Then we continue as before:
dataprior = gp.prior(['datalong', 'datashort', 'datasum'])
y = gvar.sample(dataprior)
post = gp.predfromdata({
'datasum': y['datasum']
}, ['plotlong', 'plotshort', 'plotsum'])
ax.cla()
for sample in gvar.raniter(post, 2):
line, = ax.plot(xplot, sample['plotsum'])
color = line.get_color()
ax.plot(xplot, sample['plotlong'], '--', color=color)
ax.plot(xplot, sample['plotshort'], ':', color=color)
for marker, key in zip(['x', '+', '.'], ['long', 'short', 'sum']):
ax.plot(x, y['data' + key], color='black', marker=marker, label=key, linestyle='')
ax.legend()
fig.savefig('components4.png')
If there was this more convenient way of dealing with latent components, why
didn’t we introduce it right away? The reason is that it is not as general as
managing the components manually with an explicit field. addproc()

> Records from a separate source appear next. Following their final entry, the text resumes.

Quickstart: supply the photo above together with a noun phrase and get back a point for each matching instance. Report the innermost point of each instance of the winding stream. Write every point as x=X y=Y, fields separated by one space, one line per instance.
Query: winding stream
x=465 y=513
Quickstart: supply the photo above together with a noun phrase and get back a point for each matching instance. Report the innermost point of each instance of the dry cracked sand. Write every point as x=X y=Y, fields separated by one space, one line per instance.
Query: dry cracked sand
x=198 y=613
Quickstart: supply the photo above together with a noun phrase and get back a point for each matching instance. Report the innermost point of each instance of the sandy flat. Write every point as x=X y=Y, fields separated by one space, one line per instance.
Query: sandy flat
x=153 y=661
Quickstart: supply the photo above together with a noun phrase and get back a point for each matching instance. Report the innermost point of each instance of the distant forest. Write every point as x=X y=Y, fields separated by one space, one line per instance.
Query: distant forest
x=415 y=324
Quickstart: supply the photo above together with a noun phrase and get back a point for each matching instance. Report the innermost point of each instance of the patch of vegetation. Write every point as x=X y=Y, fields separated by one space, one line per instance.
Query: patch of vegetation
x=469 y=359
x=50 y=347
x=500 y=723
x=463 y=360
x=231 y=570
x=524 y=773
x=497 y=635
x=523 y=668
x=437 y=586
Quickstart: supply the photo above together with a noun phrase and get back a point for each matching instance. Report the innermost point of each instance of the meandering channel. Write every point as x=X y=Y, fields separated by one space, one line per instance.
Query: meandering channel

defines processes which are independent of each other; to have nontrivial a
priori correlations it is necessary to put the process index in the domain such
that kernel can manipulate it. We did this at the end of Multidimensional output when
we introduced an anticorrelation between the random walk components by
multiplying the kernel with lgp.Categorical(dim='coord', cov=[[1, -0.99],
[-0.99, 1]])
.